Turkey Probes Lawmaker After Mass Brawl Exposes Rift Over Syria

(Bloomberg) -- Turkish prosecutors indicted an opposition lawmaker for insulting President Recep Tayyip Erdogan during angry exchanges that sparked a parliament brawl, as emotions run high over Turkish losses in Syria’s war.

Punches were thrown late Wednesday when Engin Ozkoc, a lawmaker from the main opposition Republican People’s Party, or CHP, called Erdogan “dishonest” in his reasoning for sending thousands of Turkish troops deep into Syria’s turbulent Idlib province. Insulting the president or other public officials is a crime in Turkey.

Turkey Indicts Lawmaker After Mass Brawl Highlights Syria Rift

Erdogan had earlier leveled similar allegations against CHP leader Kemal Kilicdaroglu after a Syrian government airstrike killed dozens of Turkish soldiers late last month. The president accused Kilicdaroglu of siding with Syrian President Bashar al-Assad as he urged a political solution to avoid further casualties.
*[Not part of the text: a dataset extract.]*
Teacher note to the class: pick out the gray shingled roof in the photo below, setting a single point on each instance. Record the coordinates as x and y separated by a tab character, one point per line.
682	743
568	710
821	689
Justice Minister Abdulhamit Gul said on Thursday his ministry had approved the indictment of Ozkoc by the prosecutor’s office in Ankara and relayed it to parliament, a necessary step to lift the lawmaker’s immunity and pave the way for his prosecution. Erdogan also filed a slander case against Ozkoc, demanding 1 million liras ($165,000) in compensation, state-run TRT television reported Thursday.

The parliament can lift legal immunity if it approves the indictment with a simple majority with a quorum of lawmakers present.

“Engin Ozkoc will see that there is an answer in the law for what he has done,” Gul said in a tweet late Wednesday.

Turkey is locked in a fierce battle to halt a Russian-backed Syrian government offensive in Idlib province, the country’s last opposition stronghold, fearing its collapse could trigger another exodus of refugees fleeing toward the Turkish frontier.

Ankara has refused a Russian proposal to move its military outposts to the north and massed more troops in the province. Erdogan is holding crunch talks on Thursday with Russian President Vladimir Putin to try to patch up their fraying partnership.

Public support for the army is running high in Turkey, emboldening authorities to tolerate little dissent over the operations in Syria. Erdogan has said the dead soldiers will take their place at “the hill of martyrs.”

Kilicdaroglu accused Erdogan of putting the army in harm’s way to pursue his policies in Syria, where Turkey has been backing rebels against Assad since the beginning of the country’s nine-year civil war.

When the CHP comes to power, “the hill of martyrs will be empty,” Kilicdaroglu said.